To pinpoint which of these factors constitute the most promising therapeutic targets, investigators at the Gladstone Institute of Neurological Disease (GIND) have generated a number of mechanistically informative transgenic mouse models of AD that are ideal for the preclinical assessment of novel AD treatments. Analysis of these models has highlighted the pathogenic importance of small neurotoxic Aß assemblies, identified potential markers and mediators of Aß-induced neuronal deficits, and revealed potential mechanisms by which apoE4 increases AD risk. New drug targets that have emerged from these studies include components of calcium-dependent signaling pathways as well as such proteases as cathepsin B and a novel apoE-cleaving enzyme.
The accumulation of proteins that have assumed abnormal conformational states appears to play a causal role in most, if not all, neurodegenerative diseases. AD is a “polyproteinopathy,” combining the accumulation of pathogenic fragments derived from the Aß precursor protein (APP) and of apoE with the accumulation of asynuclein and abnormally phosphorylated tau. Although many questions remain about the pathways that lead from the build-up of these proteins to cognitive decline, the prevention and removal of protein accumulations has become a major goal in the development of new treatments.

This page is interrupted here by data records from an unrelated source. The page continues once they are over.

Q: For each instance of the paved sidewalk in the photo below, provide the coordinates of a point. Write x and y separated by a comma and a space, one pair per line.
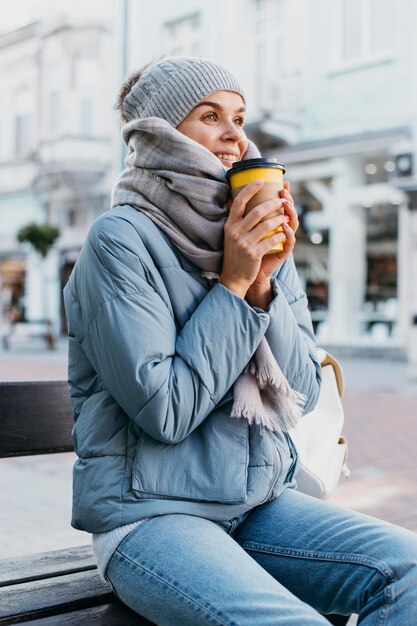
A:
381, 428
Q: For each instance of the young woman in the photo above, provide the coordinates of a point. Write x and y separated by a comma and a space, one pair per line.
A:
190, 351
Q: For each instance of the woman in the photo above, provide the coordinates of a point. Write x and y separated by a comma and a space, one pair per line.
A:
190, 351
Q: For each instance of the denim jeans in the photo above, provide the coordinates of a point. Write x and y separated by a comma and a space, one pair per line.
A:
285, 563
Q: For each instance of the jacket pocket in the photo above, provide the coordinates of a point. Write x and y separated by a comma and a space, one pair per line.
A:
210, 465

Some of the most promising drugs that are under development or in early clinical trials inhibit enzymes that release Aß from APP, phosphorylate tau, or cleave apoE into neurotoxic fragments. Another category of drugs blocks the assembly of Aß into neurotoxic aggregates. Immunization against Aß can clear these aggregates from the brain, but also elicits pathological inflammatory reactions in a minority of patients. Efforts are under way to make this approach safer. The body produces several enzymes that can degrade Aß, and several strategies are being pursued to increase their activity in the brain.

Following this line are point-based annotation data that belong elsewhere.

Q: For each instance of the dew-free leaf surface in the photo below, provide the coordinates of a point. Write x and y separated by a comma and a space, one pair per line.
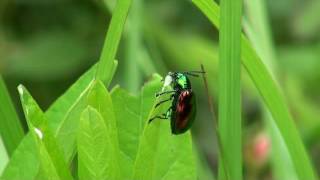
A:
11, 130
52, 164
271, 95
96, 154
162, 155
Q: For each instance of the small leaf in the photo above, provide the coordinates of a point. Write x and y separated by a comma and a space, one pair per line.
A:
95, 150
100, 99
52, 163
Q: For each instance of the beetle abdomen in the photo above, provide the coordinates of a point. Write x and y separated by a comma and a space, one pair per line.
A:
184, 112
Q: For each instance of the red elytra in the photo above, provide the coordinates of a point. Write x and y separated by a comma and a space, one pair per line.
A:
183, 112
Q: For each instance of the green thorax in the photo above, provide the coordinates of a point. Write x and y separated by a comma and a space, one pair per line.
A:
182, 81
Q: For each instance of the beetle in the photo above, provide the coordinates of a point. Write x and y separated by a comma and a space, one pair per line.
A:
183, 108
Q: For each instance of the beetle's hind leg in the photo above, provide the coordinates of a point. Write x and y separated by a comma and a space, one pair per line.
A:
163, 101
165, 92
162, 116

Other therapeutic initiatives, several of them under way at the GIND, aim to block or counteract the diverse pathogenic cascades triggered by the accumulation of abnormal proteins. Some investigational drugs prevent oxidative damage to proteins and lipids, while others inhibit enzymes involved in cell death programs. A different group of compounds aims to normalize the function of impaired neural circuits by modulating neurotransmitter receptors and calcium-dependent signaling pathways. Complementary preclinical efforts focus on gene therapy, stem cell research, and the delivery of growth factors to repair or replace neural circuits that have been broken through the loss of neurons or their processes.

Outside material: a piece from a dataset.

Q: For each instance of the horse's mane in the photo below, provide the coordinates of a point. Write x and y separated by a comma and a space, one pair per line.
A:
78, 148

The identification and rational pursuit of multiple therapeutic targets give reason for hope and optimism. However, it takes a great deal of time, effort, and money to translate promising scientific discoveries into pills that are effective and safe when given to many people with diverse genetic backgrounds. To accelerate this translation process, we also need better biomarkers for AD and more information on the complex interactions between genetic and environmental factors that result in this condition. Expansion of multidisciplinary research efforts in this area could help exploit the therapeutic opportunities that have already been uncovered, in many cases aided by basic research conducted at Gladstone , and shed light on those aspects of AD that remain shrouded in mystery. Our investigators look forward to intensifying their fight against AD and other devastating diseases of the nervous system in Gladstone 's new research facility at San Francisco 's burgeoning Mission Bay campus.